As news stories go, the tale of Congressman Anthony Weiner and his recent online activities seems rather limited.  It’s not a story about war, or disease, or a major environmental disaster.  But given what it hints at  – online sex – there’s little surprise it’s front page news in the U.S.

In a tearful press conference Monday, the six-term New York Democrat admitted to sending provocative photos and exchanging intimate messages with at least six women via online services such as Twitter.

“I’ve made terrible mistakes,” Weiner said, recounting that for several years – before and since marrying his wife Huma Abedin – he had used various social networks like Facebook to meet and start up online relationships with women.   Expressing “deep regret” over his actions, Rep. Weiner confirmed a story that he initially denied; namely that he had sent a picture of himself wearing little else than underwear to a college-aged woman in Washington State via Twitter.

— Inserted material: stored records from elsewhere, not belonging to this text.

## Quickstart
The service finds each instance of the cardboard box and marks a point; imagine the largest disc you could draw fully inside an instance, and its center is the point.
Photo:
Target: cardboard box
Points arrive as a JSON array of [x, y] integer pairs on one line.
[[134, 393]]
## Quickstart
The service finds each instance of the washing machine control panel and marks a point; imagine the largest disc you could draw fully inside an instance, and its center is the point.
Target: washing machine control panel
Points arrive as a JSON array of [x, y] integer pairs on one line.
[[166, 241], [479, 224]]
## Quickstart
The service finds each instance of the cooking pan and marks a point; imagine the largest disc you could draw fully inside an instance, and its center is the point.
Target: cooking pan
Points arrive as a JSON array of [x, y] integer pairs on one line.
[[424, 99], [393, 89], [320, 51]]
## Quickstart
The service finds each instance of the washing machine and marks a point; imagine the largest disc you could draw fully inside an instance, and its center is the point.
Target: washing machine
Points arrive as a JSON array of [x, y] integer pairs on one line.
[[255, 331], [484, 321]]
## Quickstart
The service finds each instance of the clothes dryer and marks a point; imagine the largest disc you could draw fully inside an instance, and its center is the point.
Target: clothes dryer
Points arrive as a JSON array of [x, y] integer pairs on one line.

When the photograph first emerged last week, the congressman denied it was his picture, saying his Twitter account had been “hacked” by someone clearly trying to make fun of his pun-worthy last name.  But his less-than-clear denials only fueled suspicions, for example when he told one news cable network that he couldn’t say “with certitude” whether or not the picture was of him.

Now that the world knows the truth, it’s natural to ask, ‘Why would he do it?’  But the ‘it’ here doesn’t refer to sex; politicians all over the world have been caught in similar scandals.  Rather, the question now is ‘Why would he do this on the Internet?’  How could someone as smart as a U.S. congressman get so publicly snarled on Twitter? Read the rest of this entry »

UPDATE: Syria Cuts The Internet

Posted June 3rd, 2011 at 2:02 pm (UTC-4)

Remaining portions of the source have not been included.